The meeting was the second public information session for residents to get information about the town’s update of its Comprehensive Plan which was last updated in 2005.
Members of the Comprehensive Plan steering committee presented findings from the previous meeting in November and data analysis while also seeking additional resident input on what needs to be improved in the town and village.
This whole idea sounds great, right? A municipality looking to residents to tell them how to improve upon the community they live in. This type of planning process is not new and communities all over the country follow this process.
What is sad is that out of a town with a population of 58,144, fewer than 20 people showed up to attend this meeting — and two of those were newspaper reporters.
I commend the hard work of the planners and steering committee members who poured their time into this. I also commend the residents who did bother to show up and have their voices heard.
What I don’t understand is why more people did not attend the meeting. After all, it is a chance for them to air their grievances and voice their concerns about the town and village.
The planners seemed genuinely eager to get input from the residents on how to proceed. They wanted to give residents a hand in shaping the future of the town.
I’ve seen this time and time again. Residents are given an opportunity, either through meetings or public hearings, to voice their opinions on a subject. Hardly anyone shows up to these meetings, which are well publicized. Then when changes are made, people come out of the woodwork to complain they never had a chance to be heard on the subject.

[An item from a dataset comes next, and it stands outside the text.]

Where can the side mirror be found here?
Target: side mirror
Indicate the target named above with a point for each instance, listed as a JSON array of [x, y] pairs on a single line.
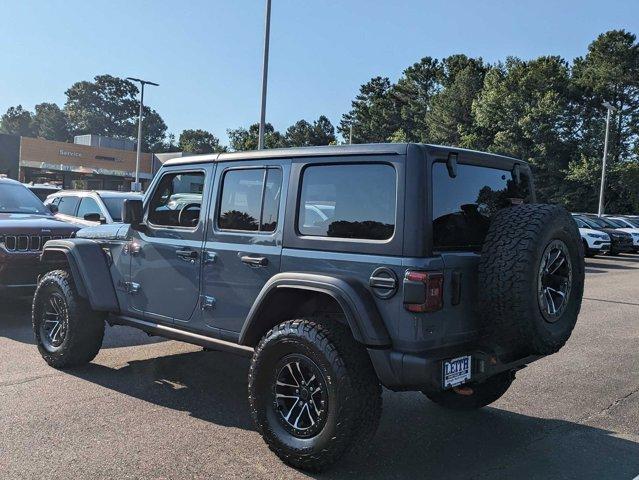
[[132, 213], [94, 217], [451, 165]]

It happened just recently with the Ken-Ton School District’s consolidation project. That process went on for nearly two years with meeting after meeting to gather resident input.
Based on these meetings, several different consolidation scenarios were presented to the public. After even more meetings with the public, those scenarios were whittled down to four options.
The district gathered the public’s input on the four proposals before finally voting on the consolidation plan that was ultimately chosen.
Even after all of that, people still complained about the process and that their voices were not heard.
The district may not have chosen the proposal that pleased everyone but people had every opportunity to make their voices heard.
It’s just like with voting. During an election season, people gripe and complain about certain candidates and issues. But when it comes time to vote, polls show low voter turnout rates.
How can you effect change if you don’t participate in the process? If you want your voice heard, you have to show up to make sure it’s heard.
Believe me, I know how hectic people’s schedules are these days. And getting to every meeting is obviously not possible. But if you don’t attend meetings just because you can’t be bothered then you don’t have a right to complain after the fact.
If you’re not part of the solution, then you’re part of the problem.